Yearicks is one of the people who picked out the rocks at the Santa Margarita Ecological Reserve excursion. For the testing on Roubion-like rocks, Yearicks’ team worked with a construction-grade drill – not a coring drill – along with other tools, while Jandura’s team used a “flight-like” duplicate of Perseverance’s drill.The teams passed the rock samples back and forth, testing them in different ways.
Put to the Test
Jandura’s team ran their flight-like drill a few millimeters at a time, stopping to check that a core was still forming; if it had crumbled, they’d look at variables that might be the cause. For instance, the engineers tweaked the drill’s rate of percussion and the weight placed on its bit.
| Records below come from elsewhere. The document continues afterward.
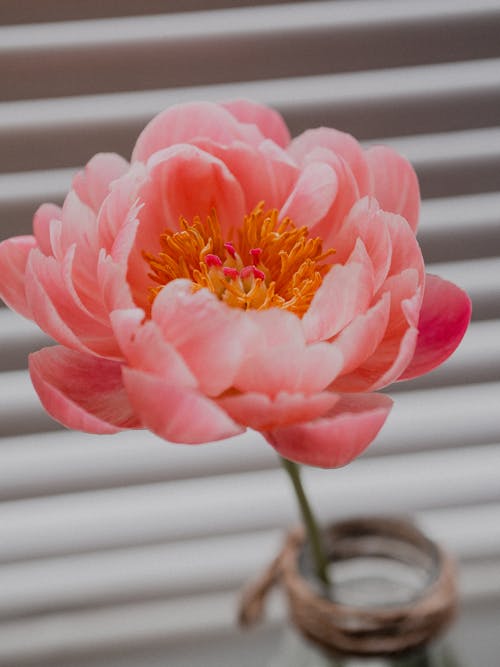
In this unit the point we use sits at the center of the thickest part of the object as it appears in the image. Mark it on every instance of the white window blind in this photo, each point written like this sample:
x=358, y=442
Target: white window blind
x=125, y=550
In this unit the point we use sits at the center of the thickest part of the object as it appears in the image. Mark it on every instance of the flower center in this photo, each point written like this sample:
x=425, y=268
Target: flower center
x=265, y=263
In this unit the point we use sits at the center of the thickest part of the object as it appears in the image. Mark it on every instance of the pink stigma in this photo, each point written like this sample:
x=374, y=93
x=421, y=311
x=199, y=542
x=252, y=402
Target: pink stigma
x=251, y=271
x=229, y=272
x=231, y=250
x=256, y=253
x=212, y=260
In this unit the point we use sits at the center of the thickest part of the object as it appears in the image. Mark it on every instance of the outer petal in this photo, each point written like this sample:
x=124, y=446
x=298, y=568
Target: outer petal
x=186, y=122
x=145, y=348
x=312, y=195
x=58, y=310
x=336, y=438
x=41, y=225
x=444, y=317
x=346, y=291
x=182, y=181
x=363, y=335
x=394, y=183
x=264, y=173
x=278, y=359
x=397, y=348
x=269, y=121
x=81, y=391
x=341, y=144
x=14, y=254
x=92, y=184
x=263, y=413
x=366, y=221
x=177, y=413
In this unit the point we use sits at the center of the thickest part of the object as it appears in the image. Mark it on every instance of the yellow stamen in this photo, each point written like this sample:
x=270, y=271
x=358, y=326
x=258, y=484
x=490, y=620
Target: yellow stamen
x=265, y=263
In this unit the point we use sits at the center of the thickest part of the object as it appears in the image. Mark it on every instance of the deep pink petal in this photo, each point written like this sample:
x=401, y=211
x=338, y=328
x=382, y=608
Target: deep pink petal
x=210, y=336
x=346, y=291
x=394, y=183
x=92, y=184
x=41, y=225
x=177, y=413
x=14, y=254
x=444, y=318
x=336, y=438
x=182, y=182
x=187, y=122
x=312, y=195
x=81, y=391
x=339, y=143
x=269, y=121
x=260, y=412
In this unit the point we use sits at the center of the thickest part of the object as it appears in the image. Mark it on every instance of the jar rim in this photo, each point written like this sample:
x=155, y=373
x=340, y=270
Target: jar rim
x=374, y=629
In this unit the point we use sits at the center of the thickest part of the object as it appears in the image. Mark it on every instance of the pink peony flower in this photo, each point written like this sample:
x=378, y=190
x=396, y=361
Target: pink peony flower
x=230, y=278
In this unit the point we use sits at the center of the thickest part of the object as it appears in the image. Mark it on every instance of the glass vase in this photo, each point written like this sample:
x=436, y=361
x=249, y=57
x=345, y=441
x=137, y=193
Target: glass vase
x=393, y=594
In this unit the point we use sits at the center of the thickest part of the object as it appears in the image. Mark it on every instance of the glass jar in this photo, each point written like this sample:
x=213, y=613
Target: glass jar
x=393, y=593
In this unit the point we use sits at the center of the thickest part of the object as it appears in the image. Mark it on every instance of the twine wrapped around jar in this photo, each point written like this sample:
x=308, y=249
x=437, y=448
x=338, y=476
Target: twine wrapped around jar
x=371, y=629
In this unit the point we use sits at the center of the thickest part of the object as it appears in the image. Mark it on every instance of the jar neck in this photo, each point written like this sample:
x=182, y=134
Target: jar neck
x=393, y=589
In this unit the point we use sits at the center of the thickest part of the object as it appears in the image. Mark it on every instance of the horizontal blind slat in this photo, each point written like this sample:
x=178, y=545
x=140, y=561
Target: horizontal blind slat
x=187, y=509
x=37, y=134
x=199, y=566
x=169, y=625
x=62, y=461
x=453, y=163
x=135, y=53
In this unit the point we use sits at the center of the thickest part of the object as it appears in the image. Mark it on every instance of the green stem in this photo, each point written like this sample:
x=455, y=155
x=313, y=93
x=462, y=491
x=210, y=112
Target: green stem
x=320, y=560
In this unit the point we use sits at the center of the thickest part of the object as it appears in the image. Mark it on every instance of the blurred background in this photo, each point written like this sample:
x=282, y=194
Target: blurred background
x=123, y=551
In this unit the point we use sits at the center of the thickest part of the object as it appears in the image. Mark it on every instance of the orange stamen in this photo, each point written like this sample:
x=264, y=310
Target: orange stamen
x=287, y=265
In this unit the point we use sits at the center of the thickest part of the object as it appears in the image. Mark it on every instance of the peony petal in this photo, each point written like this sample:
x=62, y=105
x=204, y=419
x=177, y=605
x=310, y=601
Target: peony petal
x=14, y=255
x=210, y=336
x=264, y=175
x=260, y=412
x=394, y=183
x=41, y=225
x=120, y=207
x=312, y=196
x=406, y=253
x=444, y=318
x=145, y=349
x=363, y=335
x=81, y=391
x=92, y=184
x=177, y=413
x=183, y=182
x=336, y=438
x=366, y=221
x=346, y=291
x=341, y=144
x=269, y=121
x=188, y=122
x=58, y=310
They also tried drilling into the rock horizontally instead of vertically, in case the build-up of debris was a factor.
For every adjustment they made, it seemed, a new wrinkle would emerge. One was that fragile samples can still resist the percussive drill. When Jandura’s team reduced the force of percussion to avoid powderizing the sample, the drill bit couldn’t penetrate the surface. But choosing a spot that holds up to stronger percussion means choosing one that likely interacted less with water.
Perseverance has so far captured six samples from highly weathered, water-altered rocks, and the team knows it’s capable of many more. But their experience with Roubion has prepared them for some of the extremes Mars will throw at Perseverance in the future. If they find more rocks like Roubion, the Extraterrestrial Materials Simulation Lab will be ready with its menagerie of Mars-worthy materials.
More About the Mission
A key objective for Perseverance’s mission on Mars is astrobiology, including the search for signs of ancient microbial life. The rover will characterize the planet’s geology and past climate, pave the way for human exploration of the Red Planet, and be the first mission to collect and cache Martian rock and regolith (broken rock and dust).
Subsequent NASA missions, in cooperation with ESA (European Space Agency), would send spacecraft to Mars to collect these sealed samples from the surface and return them to Earth for in-depth analysis.
The Mars 2020 Perseverance mission is part of NASA’s Moon to Mars exploration approach, which includes Artemis missions to the Moon that will help prepare for human exploration of the Red Planet.
JPL, which is managed for NASA by Caltech in Pasadena, California, built and manages operations of the Perseverance rover.